More on Hoagland & Rankine

Sean Singer has posted a response on his blog:

 

All societies have their psychopathic elements, and America is psychopathological about race. I think it is irresponsible to ignore race in a piece of writing either in terms of content, form, psychological space, point-of-view, theme, or historical perspective. In both my creative and academic work I write about race frequently, either as a triumphant view of jazz culture, or as a critique of, for example, the immense problems facing the black metropolis of Newark, New Jersey.

 

And here's something on Patrick Rosal's blog:

 

While the poem, by now, has clearly established that it is an address, for argument’s sake, let’s say the “you” in this passage momentarily becomes something else, a general rhetorical “you”, a “you” removed or expanded from the companion to include something collective. The question is Why? Why deflect and/or abstract? Why shouldn’t history pass the speaker with the same proximity as it does a nation, or even just his companion?

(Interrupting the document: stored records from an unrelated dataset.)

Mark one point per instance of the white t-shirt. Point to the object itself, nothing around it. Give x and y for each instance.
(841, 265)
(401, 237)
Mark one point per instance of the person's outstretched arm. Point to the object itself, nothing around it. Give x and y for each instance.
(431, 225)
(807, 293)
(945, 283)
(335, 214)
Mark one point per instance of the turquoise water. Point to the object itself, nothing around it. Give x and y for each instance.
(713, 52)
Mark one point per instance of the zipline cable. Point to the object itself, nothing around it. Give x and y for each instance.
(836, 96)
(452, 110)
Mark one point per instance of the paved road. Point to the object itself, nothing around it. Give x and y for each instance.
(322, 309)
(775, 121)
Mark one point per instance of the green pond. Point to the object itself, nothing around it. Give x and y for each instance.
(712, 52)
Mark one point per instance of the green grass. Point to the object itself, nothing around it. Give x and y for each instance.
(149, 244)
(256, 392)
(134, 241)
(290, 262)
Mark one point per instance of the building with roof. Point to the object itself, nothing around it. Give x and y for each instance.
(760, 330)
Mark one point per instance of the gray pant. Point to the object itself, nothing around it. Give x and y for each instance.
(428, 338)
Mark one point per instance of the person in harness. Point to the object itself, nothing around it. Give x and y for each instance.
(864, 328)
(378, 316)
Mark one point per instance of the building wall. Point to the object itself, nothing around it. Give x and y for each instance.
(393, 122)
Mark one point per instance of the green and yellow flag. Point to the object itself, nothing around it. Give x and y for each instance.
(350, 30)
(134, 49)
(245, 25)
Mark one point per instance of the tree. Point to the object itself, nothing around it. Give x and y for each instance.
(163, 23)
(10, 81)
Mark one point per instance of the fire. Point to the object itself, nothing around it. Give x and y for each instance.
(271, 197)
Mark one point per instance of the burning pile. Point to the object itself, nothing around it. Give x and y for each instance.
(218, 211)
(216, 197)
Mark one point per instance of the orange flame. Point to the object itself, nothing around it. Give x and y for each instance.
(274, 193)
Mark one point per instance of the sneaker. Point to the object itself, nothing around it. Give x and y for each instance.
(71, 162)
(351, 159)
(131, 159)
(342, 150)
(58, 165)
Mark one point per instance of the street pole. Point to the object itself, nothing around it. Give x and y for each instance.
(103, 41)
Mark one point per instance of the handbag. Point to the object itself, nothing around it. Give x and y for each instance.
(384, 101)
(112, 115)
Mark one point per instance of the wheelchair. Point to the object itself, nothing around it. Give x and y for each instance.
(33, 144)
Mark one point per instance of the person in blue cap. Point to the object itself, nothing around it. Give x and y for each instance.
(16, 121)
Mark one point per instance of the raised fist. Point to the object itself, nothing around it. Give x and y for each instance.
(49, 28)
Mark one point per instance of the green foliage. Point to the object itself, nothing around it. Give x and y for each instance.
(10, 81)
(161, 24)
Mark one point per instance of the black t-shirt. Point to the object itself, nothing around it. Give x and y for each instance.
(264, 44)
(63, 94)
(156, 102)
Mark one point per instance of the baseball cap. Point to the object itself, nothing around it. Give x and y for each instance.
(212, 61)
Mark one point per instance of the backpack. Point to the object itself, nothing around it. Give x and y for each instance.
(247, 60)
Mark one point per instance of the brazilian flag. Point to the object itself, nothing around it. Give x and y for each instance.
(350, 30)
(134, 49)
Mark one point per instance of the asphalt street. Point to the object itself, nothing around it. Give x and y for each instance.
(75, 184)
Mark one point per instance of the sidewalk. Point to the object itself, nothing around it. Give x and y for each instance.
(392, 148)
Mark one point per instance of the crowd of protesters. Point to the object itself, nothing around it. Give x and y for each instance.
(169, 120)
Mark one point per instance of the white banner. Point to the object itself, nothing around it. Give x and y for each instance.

Is this another confession of ignorance by the speaker, that he simply doesn’t have the same relationship to history as “you”, whether "you companion" or "you collective/abstract" or "you (approximately) specifically who love her complicated hair"? If so, what’s the speaker's human responsibility to establish a proximity and distance to history? Why doesn’t he get down into it?

 

And something from Seth Abramson's blog:

 

This is quite a broad claim, given that two of most the provocative poets presently writing about race, Tony Hoagland and Rodney Jones, both teach in MFA programs, and that many of our nation's most productively race-conscious authors are the products of MFA programs (e.g., Natasha Trethewey, UMass; Kevin Young, Brown; Terrance Hayes, Pittsburgh; Major Jackson, Oregon; the list is nearly endless). I don't think this sort of blanket condemnation, contradicted as it is by all of the available evidence, should go unchallenged.